The motto of Harvard University at its founding was Veritas Christo et Ecclesiae, “Truth for Christ and the Church.” It has since been shorted to just Veritas, “Truth,” with the College realizing at some point that it looks bad to presuppose the existence of Christ and the preeminence of the Church before other ‘truths.’ After all, other ‘truths’ can be backed up with concrete evidence and play nicer with other prevalent world-views. I used to know what truth was, and then I came to Harvard.

Before coming here, truth to me was that the Ravens won the Super Bowl in 2001, and then I learned that winning and losing and the rules of football are constructs.

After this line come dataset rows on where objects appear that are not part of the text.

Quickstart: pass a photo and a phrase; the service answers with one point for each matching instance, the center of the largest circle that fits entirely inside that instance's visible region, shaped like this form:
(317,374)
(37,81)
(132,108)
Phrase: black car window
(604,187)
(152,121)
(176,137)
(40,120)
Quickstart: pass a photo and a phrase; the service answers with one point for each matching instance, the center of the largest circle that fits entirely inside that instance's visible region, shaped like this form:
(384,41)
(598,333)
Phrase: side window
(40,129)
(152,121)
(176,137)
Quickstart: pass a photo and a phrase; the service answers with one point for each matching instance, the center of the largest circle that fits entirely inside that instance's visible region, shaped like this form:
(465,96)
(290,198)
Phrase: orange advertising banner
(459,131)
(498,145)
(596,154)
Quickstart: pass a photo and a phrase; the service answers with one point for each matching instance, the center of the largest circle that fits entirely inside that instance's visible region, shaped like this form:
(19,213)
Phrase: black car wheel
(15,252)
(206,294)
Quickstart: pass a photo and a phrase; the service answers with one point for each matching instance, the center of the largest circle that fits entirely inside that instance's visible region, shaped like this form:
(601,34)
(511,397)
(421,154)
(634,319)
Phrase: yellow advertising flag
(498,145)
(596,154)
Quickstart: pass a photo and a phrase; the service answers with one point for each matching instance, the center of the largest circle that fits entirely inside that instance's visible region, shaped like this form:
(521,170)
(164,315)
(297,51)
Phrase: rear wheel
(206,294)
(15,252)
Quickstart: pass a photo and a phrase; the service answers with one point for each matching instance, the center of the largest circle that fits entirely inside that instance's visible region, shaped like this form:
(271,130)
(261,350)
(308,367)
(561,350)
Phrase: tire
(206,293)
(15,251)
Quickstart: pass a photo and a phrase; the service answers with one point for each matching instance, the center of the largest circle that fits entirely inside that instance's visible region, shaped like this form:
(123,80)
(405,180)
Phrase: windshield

Truth to me was Newton’s second law (F = ma), and then I learned it to be wrong if you look closely enough (thanks a lot, Einstein). Truth to me was that God, my creator, loves me more than I could ever imagine, and while I still hold this to be true, I no longer have an unshakeable belief in it, but rather a hopeful faith based on a jumble of emotional experiences, partially understood arguments, and decontextualized evidence from other thinkers that I am convinced by on occasion. So if I can’t know truth in these things, then what’s the point of looking? It’s easier instead to simply assert the truth of Christianity, to have faith, “confidence in what hope for and assurance about things unseen” (Heb. 11:1).

Yet the search for truth has been something by which I and many other Christians before me have understood and identified ourselves, as curious wanderers, as seekers of truth, as people that put the pursuit of understanding above the idea that we know anything with 100% certainty. We question whether there is anything more fundamental to our understanding of the world than our Christian worldview, and conclude that there must be. We identify ourselves as seekers of truth who have arrived at (as opposed to started from) the belief that Christianity is more true than other perspectives for understanding our place in the world. Yet the notion of being preeminently a person of faith and the labeling of oneself as first and foremost a seeker form a seemingly irreconcilable contradiction.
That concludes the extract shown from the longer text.